Mais um efeito do desmonte da barreira da Selic para o mercado de capitais brasileiro — que já vinha forte, mas ganhou ainda mais expressividade em 2019 com os juros menores e a disseminação das plataformas de investimento — é o surgimento de gestoras de recursos. Uma das casas abertas em 2019 foi a Hieron, capitaneada por Robert van Dijk e Reinaldo Lacerda, executivos com décadas de experiência na área de gestão de recursos e passagens por grandes instituições. A gestora iniciou sua atuação no fim de junho e já tem patrimônio sob gestão de 1 bilhão de reais. “O ciclo do rentismo no Brasil está se encerrando, e com isso será necessária uma busca por mais retornos, assumindo mais riscos e alongando os prazos”, afirma van Dijk.

A Hieron é um misto de family office e gestora de recursos, de forma a ofertar, para além da gestão, os serviços de consultoria em governança corporativa, sucessão, planejamento e gestão do patrimônio líquido e ilíquido das famílias. A ideia é aproveitar a sinergia entre as duas atividades, já que os grupos familiares costumam ter grandes patrimônios imobilizados, participações em outras empresas e conhecem seus fornecedores — assim, podem contribuir para a estruturação de fundos de recebíveis, comprando cotas subordinadas. “O momento é propício à monetização dos patrimônios imobiliários e empresariais”, afirma Lacerda. Na opinião de Marina Procknor, sócia do escritório Mattos Filho, as estreias de assets tendem a continuar ao longo de 2020. “Há muitas conversas de pessoas interessadas em montar gestoras de recursos no Brasil ou de estrangeiros que desejam fazer parcerias comerciais”, afirma.

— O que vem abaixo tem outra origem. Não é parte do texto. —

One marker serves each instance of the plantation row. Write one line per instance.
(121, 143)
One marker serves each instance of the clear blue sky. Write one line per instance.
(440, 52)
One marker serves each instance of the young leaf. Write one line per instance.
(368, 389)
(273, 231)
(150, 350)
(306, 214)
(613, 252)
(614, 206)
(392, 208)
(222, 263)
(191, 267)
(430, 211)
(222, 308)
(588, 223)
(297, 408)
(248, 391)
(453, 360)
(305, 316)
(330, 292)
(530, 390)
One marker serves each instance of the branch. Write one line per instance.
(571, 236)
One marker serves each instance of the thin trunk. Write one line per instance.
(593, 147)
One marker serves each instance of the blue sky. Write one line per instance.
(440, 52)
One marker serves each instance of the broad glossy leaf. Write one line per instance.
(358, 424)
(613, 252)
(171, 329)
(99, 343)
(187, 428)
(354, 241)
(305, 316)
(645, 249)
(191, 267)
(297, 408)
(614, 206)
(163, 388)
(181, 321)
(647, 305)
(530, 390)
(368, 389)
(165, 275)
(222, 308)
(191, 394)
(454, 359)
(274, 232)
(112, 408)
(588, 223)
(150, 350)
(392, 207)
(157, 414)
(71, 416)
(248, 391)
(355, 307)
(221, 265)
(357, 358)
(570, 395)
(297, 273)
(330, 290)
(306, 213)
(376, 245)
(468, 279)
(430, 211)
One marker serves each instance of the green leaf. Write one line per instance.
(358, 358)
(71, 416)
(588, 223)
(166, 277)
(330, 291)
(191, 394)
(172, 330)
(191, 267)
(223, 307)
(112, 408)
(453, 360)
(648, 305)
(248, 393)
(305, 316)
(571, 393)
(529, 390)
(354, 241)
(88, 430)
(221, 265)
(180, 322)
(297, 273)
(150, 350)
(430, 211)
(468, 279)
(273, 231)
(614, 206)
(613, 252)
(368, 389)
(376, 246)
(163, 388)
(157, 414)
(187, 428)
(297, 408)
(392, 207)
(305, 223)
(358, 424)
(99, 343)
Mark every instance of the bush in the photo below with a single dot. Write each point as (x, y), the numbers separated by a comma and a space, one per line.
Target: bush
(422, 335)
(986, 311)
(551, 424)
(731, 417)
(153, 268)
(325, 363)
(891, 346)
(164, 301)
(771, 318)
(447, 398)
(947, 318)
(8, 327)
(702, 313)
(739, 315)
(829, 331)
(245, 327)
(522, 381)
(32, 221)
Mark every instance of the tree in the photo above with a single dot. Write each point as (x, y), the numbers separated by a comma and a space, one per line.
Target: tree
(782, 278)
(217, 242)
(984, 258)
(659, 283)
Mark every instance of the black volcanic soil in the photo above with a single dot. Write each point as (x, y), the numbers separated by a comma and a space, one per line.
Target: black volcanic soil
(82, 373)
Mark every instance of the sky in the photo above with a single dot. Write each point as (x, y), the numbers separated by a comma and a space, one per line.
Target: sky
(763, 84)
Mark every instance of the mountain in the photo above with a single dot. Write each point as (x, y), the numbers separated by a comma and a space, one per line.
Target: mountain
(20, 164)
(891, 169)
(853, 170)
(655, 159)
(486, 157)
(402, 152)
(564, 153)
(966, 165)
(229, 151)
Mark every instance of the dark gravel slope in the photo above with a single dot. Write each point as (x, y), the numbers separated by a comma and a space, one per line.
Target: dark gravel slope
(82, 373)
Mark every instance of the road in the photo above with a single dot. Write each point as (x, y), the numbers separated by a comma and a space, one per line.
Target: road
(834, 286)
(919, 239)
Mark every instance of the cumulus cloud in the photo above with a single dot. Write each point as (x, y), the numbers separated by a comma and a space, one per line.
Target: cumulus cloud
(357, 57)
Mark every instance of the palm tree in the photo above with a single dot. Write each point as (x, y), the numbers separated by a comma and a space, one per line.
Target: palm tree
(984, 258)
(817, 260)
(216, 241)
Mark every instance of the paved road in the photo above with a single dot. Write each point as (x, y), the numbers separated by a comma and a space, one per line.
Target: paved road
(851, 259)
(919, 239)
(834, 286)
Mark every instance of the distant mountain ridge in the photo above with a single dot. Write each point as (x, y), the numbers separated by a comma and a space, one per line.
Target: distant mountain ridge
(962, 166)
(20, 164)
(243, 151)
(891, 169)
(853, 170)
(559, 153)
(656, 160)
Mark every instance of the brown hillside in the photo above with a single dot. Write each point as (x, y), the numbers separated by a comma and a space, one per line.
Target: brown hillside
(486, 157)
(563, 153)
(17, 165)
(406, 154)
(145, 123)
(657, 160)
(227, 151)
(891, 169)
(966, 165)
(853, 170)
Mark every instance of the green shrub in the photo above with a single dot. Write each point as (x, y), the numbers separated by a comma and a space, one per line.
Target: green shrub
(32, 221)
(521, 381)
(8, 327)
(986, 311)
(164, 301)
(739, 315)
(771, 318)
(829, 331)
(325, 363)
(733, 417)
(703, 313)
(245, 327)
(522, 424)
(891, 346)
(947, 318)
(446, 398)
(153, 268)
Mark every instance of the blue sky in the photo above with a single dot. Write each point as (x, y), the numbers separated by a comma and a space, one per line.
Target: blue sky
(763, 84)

Procknor vê interesse tanto em casas com fundos líquidos quanto em outras que atuam com ativos estressados (distressed assets) ou private equity.

Como resultado da queda da taxa de juros e do aumento da competição entre as assets, muitos gestores de recursos estão reduzindo as taxas de administração dos fundos. Isso é especialmente verdadeiro na categoria renda fixa e para fundos com aplicação mínima de até mil reais. Essas taxas vêm em trajetória de queda: na média, eram de 3,65% em 2010, caíram para 2,41% em 2018 e para 1,93% em setembro passado, de acordo com a Anbima. Mas vale dizer que a taxa para fundos que exigem “mais gestão”, como os multimercados e os de ações, estão estáveis. Nos fundos de ações, elas subiram de 2,09% em dezembro de 2018, na média, para 2,18% em setembro passado. Nos multimercados, foram de 1,84% para 1,82% ao ano no mesmo período.

O cenário é animador — mas tratando-se de um país com o grau sempre elevado de instabilidade como é o Brasil —, o otimismo tem um freio da realidade. Existem riscos à consolidação do quadro esperado para 2020, relacionados à evolução da guerra comercial entre Estados Unidos e China, no campo externo, e às crises políticas frequentes desencadeadas por ações ou declarações pouco ortodoxas do governo Bolsonaro, que, na prática, podem emperrar ou enterrar reformas estruturais com que os agentes de mercado já estão contando. De qualquer maneira, uma coisa é certa: sem o muro alto da Selic, o mercado de capitais brasileiro pode finalmente revelar seu potencial.